Anayasada yapılmak istenenler hakkında basına yansıtılan görüşlerin bir kısmı;
– Başlangıç bölümünden Türk Milleti ibaresinin çıkartılması,
– 2nci maddeden “Atatürk milliyetçiliğine bağlı” ibaresi ve Anayasanın tümünden Atatürk isminin çıkartılması,
– 24üncü madde son fıkrasındaki dinî duyguları sömürmenin suç olmaktan çıkartılması için son fıkrası Anayasadan çıkartılacaktır.
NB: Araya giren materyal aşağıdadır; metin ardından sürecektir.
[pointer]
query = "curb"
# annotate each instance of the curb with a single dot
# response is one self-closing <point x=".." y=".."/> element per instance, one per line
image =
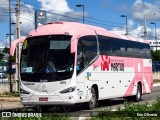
<point x="11" y="99"/>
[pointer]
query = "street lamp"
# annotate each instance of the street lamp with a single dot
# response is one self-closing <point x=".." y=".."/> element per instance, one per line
<point x="83" y="10"/>
<point x="155" y="33"/>
<point x="126" y="23"/>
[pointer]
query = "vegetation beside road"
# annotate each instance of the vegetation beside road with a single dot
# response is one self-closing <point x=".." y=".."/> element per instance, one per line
<point x="132" y="111"/>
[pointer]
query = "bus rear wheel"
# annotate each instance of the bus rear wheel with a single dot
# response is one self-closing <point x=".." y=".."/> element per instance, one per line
<point x="93" y="103"/>
<point x="138" y="95"/>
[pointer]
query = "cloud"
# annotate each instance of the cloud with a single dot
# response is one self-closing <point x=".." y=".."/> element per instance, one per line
<point x="55" y="5"/>
<point x="60" y="9"/>
<point x="139" y="9"/>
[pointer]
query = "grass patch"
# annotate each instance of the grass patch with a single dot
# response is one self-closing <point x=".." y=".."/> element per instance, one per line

– 41inci maddedeki ailenin korunması ile ilgili değişiklik yapılması,
– 42inci maddedeki “Türkçeden başka hiçbir dil, eğitim ve öğretim kurumlarında Türk vatandaşlarına ana dilleri olarak okutulamaz ve öğretilemez.” hükmünün kaldırılması,
– 66ncı maddedeki Türk vatandaşlığı tanımını değiştirilmesi,
– Anayasa Mahkemesinin yetkilerinin kısıtlanması,
– 174üncü maddedeki “İnkılâp kanunlarının korunması” maddesinin kaldırılması,
şeklinde olmakla beraber ki hepsinde doğruluk payı vardır, bütün bu taleplerin dışında konuşulmayan, hattâ muhalefet partileri tarafından bile hiç gündeme getirilmeyen iki temel sebep vardır:
1- Ortada dolaşan, Cumhurbaşkanı seçiminde 50+1’den vazgeçilerek, cumhurbaşkanı yine referandumla ama 40+1 ile veya Mecliste çoğunlukla seçilmelidir görüşü, “yapılacak ilk genel ve cumhurbaşkanlığı seçimine kadar AKP’nin oylarının düşeceği gerçeği karşısında R. Tayyip Erdoğan’ın tekrar cumhurbaşkanı olmasının yolunu açmayı amaçlanmaktadır” şeklinde yorumlanmaktadır.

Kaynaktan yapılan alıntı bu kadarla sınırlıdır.